Не то, чтобы я не чувствовал свершающихся в мире ужасов, как было не чувствовать, когда кругом лилась кровь близких тебе людей, да и ты сам мог быть ежедневно расстрелян. Но не будучи связанным с этими ужасами постоянным, лично ответственным участием в них, я ощущал их совершенно иначе, чем в Петрограде: скорее космическими грозами, чем историческими событиями, скорее чумой, чем безумием.
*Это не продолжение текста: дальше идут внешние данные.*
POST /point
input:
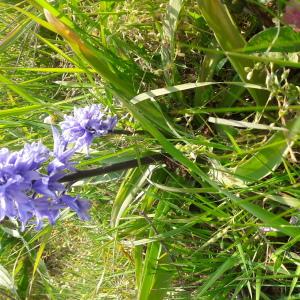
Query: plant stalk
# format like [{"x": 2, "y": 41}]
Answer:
[{"x": 130, "y": 164}]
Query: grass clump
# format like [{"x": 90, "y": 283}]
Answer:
[{"x": 212, "y": 87}]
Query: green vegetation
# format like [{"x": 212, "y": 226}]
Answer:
[{"x": 213, "y": 85}]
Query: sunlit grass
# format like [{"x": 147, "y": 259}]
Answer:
[{"x": 219, "y": 220}]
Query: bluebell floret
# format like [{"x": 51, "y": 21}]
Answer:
[{"x": 85, "y": 124}]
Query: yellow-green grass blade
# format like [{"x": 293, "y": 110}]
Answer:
[
  {"x": 265, "y": 161},
  {"x": 18, "y": 90},
  {"x": 14, "y": 34},
  {"x": 168, "y": 39},
  {"x": 228, "y": 36}
]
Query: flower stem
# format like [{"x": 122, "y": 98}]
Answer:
[
  {"x": 147, "y": 160},
  {"x": 127, "y": 132}
]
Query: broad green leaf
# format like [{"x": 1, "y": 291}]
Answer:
[
  {"x": 132, "y": 183},
  {"x": 6, "y": 281},
  {"x": 268, "y": 159},
  {"x": 282, "y": 39},
  {"x": 228, "y": 264}
]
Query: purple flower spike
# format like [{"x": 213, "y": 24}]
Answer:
[
  {"x": 85, "y": 124},
  {"x": 61, "y": 155}
]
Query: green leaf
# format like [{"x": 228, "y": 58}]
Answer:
[
  {"x": 228, "y": 264},
  {"x": 282, "y": 39},
  {"x": 268, "y": 159},
  {"x": 6, "y": 281}
]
И это ощущение успокаивало душу, возвращало ее в тихую, личную жизнь.

Так проходя в редакцию мимо Страстного монастыря, с колокольни которого в октябрьские дни трещали большевистские пулеметы, я думал уже не о революции, а о тех ранних темных утрах, которыми мы с братом в продолжение многих школьных зим садились в допотопную конку, еле освещенную двумя маленькими керосиновыми лампочками по углам.

Спустившись как будто бы еще своею, но уже и ускользающей от тебя Москвой по Тверскому бульвару к Никитским воротам и миновав церковь Вознесения, где венчался Пушкин, светлое имя которого еще в раннем детстве таинственно прозвучало мне в соседнем с нашим Кондровым «Полотняном заводе» Гончаровых, я с неизменною радостью подымался в редакцию «Возрождения», помещавшуюся в новопостроенном доме на углу Спиридоновки и Гранатного переулка.

Среди постоянных сотрудников культурно-философского отдела наиболее интересным человеком был бесспорно Илья Эренбург, который, начав свою политическую карьеру с добровольческой защиты царской России в рядах французской армии, уже давно славословит Советский союз и Сталина. Что толкнуло бесспорно талантливого и очень умного Эренбурга на этот тяжелый и бесславный путь, мне не ясно. Может быть, обида на то, что его «Еврейских колыбельных песен» русская читающая публика как-то не заметила, а «Молитвам о России», несмотря на его добровольчество, не поверила.

Сколько времени выходило «Возрождение», я чем точно сказать не могу. Думаю, что после ряда не чем приятных столкновений с цензурою, оно было закрыто уже к осени. Попытка его возобновить, в качестве «Сына отечества», увенчаться успехом, конечно, не могла. Очень быстро «Сына отечества» постигла та же участь, что и «Возрождение».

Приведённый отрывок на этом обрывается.